All Cells Are Blocked

A grid may contain only -1 values. In this situation there are no connected components and every cell already has remoteness 0.

A buggy implementation might attempt to start traversals from blocked cells or incorrectly compute component contributions. The presented solution skips all blocked cells and therefore returns 0.

One Giant Connected Component

If every non-blocked cell belongs to a single connected component, then every cell can reach every other non-blocked cell.

In that case:

$$totalSum = componentSum$$

and the contribution becomes zero. The algorithm naturally handles this because it computes totalSum - componentSum.

Many Isolated Cells

A checkerboard-like arrangement can create thousands of single-cell components.
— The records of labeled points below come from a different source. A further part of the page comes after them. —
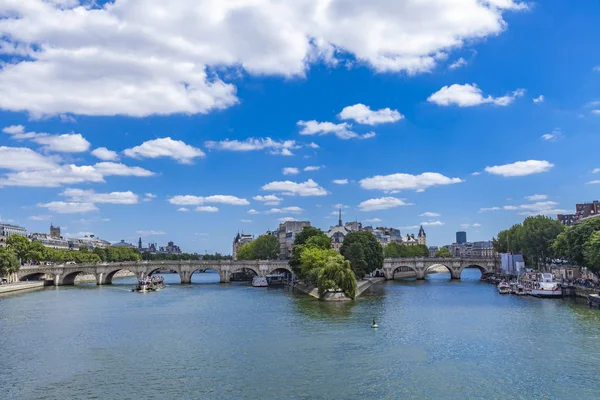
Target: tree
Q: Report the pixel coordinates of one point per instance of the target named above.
(337, 274)
(443, 252)
(301, 240)
(356, 256)
(266, 247)
(371, 247)
(19, 245)
(9, 264)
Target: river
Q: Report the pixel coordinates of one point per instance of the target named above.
(437, 339)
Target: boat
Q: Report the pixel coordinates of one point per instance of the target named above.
(594, 300)
(541, 284)
(149, 284)
(276, 280)
(504, 288)
(260, 281)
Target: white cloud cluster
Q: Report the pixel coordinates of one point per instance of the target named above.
(190, 200)
(520, 168)
(382, 203)
(363, 114)
(154, 57)
(470, 95)
(283, 147)
(407, 181)
(65, 143)
(289, 188)
(165, 147)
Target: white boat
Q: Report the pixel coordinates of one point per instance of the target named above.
(541, 284)
(504, 288)
(260, 281)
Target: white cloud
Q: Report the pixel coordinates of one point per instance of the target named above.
(57, 176)
(539, 99)
(90, 196)
(251, 144)
(150, 233)
(65, 143)
(382, 203)
(190, 200)
(151, 57)
(207, 209)
(105, 154)
(24, 159)
(363, 114)
(489, 209)
(461, 62)
(432, 223)
(165, 147)
(118, 169)
(520, 168)
(407, 181)
(291, 210)
(469, 95)
(429, 214)
(290, 171)
(289, 188)
(62, 207)
(536, 197)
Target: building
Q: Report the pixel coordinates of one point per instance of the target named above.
(582, 212)
(338, 232)
(122, 243)
(239, 241)
(287, 235)
(90, 242)
(6, 230)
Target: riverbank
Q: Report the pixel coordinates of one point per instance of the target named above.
(19, 286)
(361, 286)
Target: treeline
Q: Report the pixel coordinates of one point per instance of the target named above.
(543, 240)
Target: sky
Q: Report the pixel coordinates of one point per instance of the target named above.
(191, 120)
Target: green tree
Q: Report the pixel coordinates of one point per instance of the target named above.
(337, 274)
(19, 245)
(443, 252)
(9, 263)
(356, 256)
(266, 247)
(371, 247)
(322, 241)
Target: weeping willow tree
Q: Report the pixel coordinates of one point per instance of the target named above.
(337, 274)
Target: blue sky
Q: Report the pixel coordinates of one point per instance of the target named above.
(459, 90)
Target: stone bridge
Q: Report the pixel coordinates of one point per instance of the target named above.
(422, 265)
(65, 274)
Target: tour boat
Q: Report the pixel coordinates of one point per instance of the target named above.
(541, 284)
(504, 288)
(260, 281)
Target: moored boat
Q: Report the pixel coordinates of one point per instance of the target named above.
(504, 288)
(260, 281)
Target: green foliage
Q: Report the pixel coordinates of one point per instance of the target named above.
(372, 250)
(397, 250)
(8, 261)
(533, 238)
(337, 274)
(576, 244)
(443, 252)
(321, 240)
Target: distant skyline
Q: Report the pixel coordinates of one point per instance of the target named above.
(190, 121)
A naive solution would repeatedly traverse almost the entire grid for every cell. The optimal solution remains efficient because each isolated cell is discovered exactly once and contributes:

$$1 \times (totalSum - cellValue)$$

to the answer.

Large Cell Values

Each cell value may be as large as 10^6, and there may be up to 90,000 non-blocked cells. The total sum can therefore reach approximately:

$$9 \times 10^{10}$$

which exceeds 32-bit integer limits.

The Python solution uses arbitrary-precision integers automatically, and the Go solution explicitly uses int64 for all accumulated sums and the final answer.